Futbol altyapı eğitimi denilen olgu formal, olarak 7 yaşına değin psikomotor gelişim açısından sağlıklı geçirilmiş çocukların seçildiği bir sistematik içinde 8 ve 9 yaş döneminde başlar. Bu yaşlar 7 yaşına değin kazanılan hareket becerilerinin(koordinasyonunun) mükemmelleştirilmesini amaçlar.
Bu yaşlardan başlayarak 12 yaşlarına değin sürmesi
gereken bunun kadar önemli diğer bir yapılanma da, görsel, işitsel ve
özelliklede kinestetik uyaranların bolca
kullanılmasına dayanan top ile ilişkilerin mükemmelleştirilmesi amaçlayan
evredir. Kısaca çerçevesi çizilen bu yaş dönemleri gelecekteki “futbolcu
kalitesini” belirlemektedir.
Bu yaş dönemlerine yönelik temel gelişimi
özelliklerinin çok iyi kazandırılmadığı her türlü altyapı eğitimi, temelinden
emin olunmayan güzel bir ev inşa etmeye benzer.
13-15 yaş sürecinde ve sonrası süreçlerde top ile ilgili
davranışların oyun anında göze hoş gelecek biçimde gerçekleşmiyor oluşunun
temelinde 8-12 yaş dönemleri eğitimindeki “fundemental” eksikliği olarak
tanımlanan aslında hareket ve algı motor gelişim ile ilgili gelişim
sorunlarından kaynaklanmaktadır.
Futbolda altyapı eğitimindeki en büyük sorunumuz
özellikle 7/8,9 ve 10,12 yaş dönemlerindeki eğitim içeriği ve uygulamaları
sorunudur. Bu yaş dönemlerinin biricik eğitim hedefi algısal motor gelişime
dayalı koordinatif özelliklerin geliştirilmesi olmalıdır. Ama ülkemizde durum ne
yazık ki böyle değildir. Yoksa bu kadar altyapıdan ve bu kadar eğitimden ortaya
kalitesi yüksek oyuncuların çıkması gerekmez miydi?
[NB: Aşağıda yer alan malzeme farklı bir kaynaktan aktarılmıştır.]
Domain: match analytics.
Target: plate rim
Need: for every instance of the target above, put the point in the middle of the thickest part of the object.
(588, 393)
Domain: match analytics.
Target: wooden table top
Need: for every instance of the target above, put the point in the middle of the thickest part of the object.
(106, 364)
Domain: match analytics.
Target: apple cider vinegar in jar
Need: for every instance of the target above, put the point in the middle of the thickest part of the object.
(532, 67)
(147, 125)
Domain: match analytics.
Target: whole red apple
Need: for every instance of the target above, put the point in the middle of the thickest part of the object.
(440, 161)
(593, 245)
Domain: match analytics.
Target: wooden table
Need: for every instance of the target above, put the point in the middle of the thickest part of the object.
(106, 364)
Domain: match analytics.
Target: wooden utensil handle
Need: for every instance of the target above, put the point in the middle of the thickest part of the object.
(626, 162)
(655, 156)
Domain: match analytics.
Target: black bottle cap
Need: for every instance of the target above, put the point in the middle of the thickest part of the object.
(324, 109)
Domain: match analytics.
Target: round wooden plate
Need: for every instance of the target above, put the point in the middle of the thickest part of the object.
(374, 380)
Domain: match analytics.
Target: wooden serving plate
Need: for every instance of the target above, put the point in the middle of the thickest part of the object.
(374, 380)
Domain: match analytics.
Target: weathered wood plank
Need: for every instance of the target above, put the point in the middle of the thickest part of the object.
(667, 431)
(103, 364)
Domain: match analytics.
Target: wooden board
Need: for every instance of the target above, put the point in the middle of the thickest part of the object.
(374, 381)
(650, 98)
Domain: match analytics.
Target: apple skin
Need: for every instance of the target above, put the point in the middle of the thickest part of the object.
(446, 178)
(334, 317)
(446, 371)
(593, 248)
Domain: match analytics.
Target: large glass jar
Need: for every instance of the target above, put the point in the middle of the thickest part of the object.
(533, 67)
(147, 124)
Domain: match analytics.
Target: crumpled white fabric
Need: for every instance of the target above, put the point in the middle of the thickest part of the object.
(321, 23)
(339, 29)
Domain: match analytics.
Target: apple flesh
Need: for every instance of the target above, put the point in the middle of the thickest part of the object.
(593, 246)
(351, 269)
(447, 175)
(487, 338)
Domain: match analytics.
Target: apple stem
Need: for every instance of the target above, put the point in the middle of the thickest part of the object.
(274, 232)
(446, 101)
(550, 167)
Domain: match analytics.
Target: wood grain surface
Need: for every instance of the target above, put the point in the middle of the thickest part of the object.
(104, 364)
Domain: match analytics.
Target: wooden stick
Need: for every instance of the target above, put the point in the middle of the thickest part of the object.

13-15 yaş dönemlerindeki futbol sürecinde ise gereksiz
ve zamanından önce gerçekleştirilen kondisyonel yüklemeler ve çabuk performans
sevdası çocukların bitişine davetiye çıkarmaktadır.
Bendenizin iddiası şudur. 8-9 yaş dönemi top ile
ilgili olarak algısal motor gelişime dayalı koordinatif eğitime, 10-12 yaş
dönemi ise genel top ile ilişkiden futbola yönelik top ilişkisine dayalı koordinatif
yetilerin yeteneğe dönüştürüleceği eğitime tabi tutulduklarında, 13-15 yaş
arasındaki genç çocukların mükemmel derecede top tekniğine sahip bir futbol
becerisine sahip olacaklarıdır.
Bunu sağlamanın formülü aslında basittir;
a) 8,9 yaş dönemleri altyapı eğitiminin futbol branşını
direk ilgilendiren şekilde değil, nesne ile (değişik ebat ve hafiflikte toplar
ile) ilişkili tüm hareket becerilerinin,
·
Mekan algısı
·
Zaman algısı
·
Beden algısı
·
Yan algısı
·
Yön algısı
·
Görsel algı
·
İşitsel algı
Özelliklerinin geliştirilmesine yönelik olması
gerektiğidir.
b) 10-12 yaş dönemi ise sihirli bir yaş dönemi olup, bu
yaş dönemindeki eğitim uygulamaları içeriği yukarıdaki özelliklerin futbol
oyununa yansımasına ilişkin gelişime yönelik olmalıdır. Top ile ilişkilerin
futbolda temel teknik becerilere doğru yöneleceği bu yaş dönemi yukarıdaki
algıların futbola yönelik geliştirilmesine bağlıdır.
Algı, merkezi işlem ve motor davranış dediğimiz
futbola özgü algı motor yeti, aslında bir futbolcunun topun ve rakibin durumuna
göre top ile en uygun hareketi en kısa sürede seçip uygulayabilme yeterliliği
demektir. Geleceğe ilişkin “yıldız futbolcu” özelliği ve günümüz yıldız
futbolcularını yıldız yapan üstünlükleri bu yetiye dayanır.
Bu yetinin yeteneğe dönüşmesi ve beceriye ilişkin
kullanılabilir olması 8-9 ve 10-11
yaşlarda konu ile ilgili alınacak eğitime bağlıdır. İyi futbolcuyu belirleyen
asla kondisyonel özellikler değil koordinatif ve algı motor gelişim özellikleridir.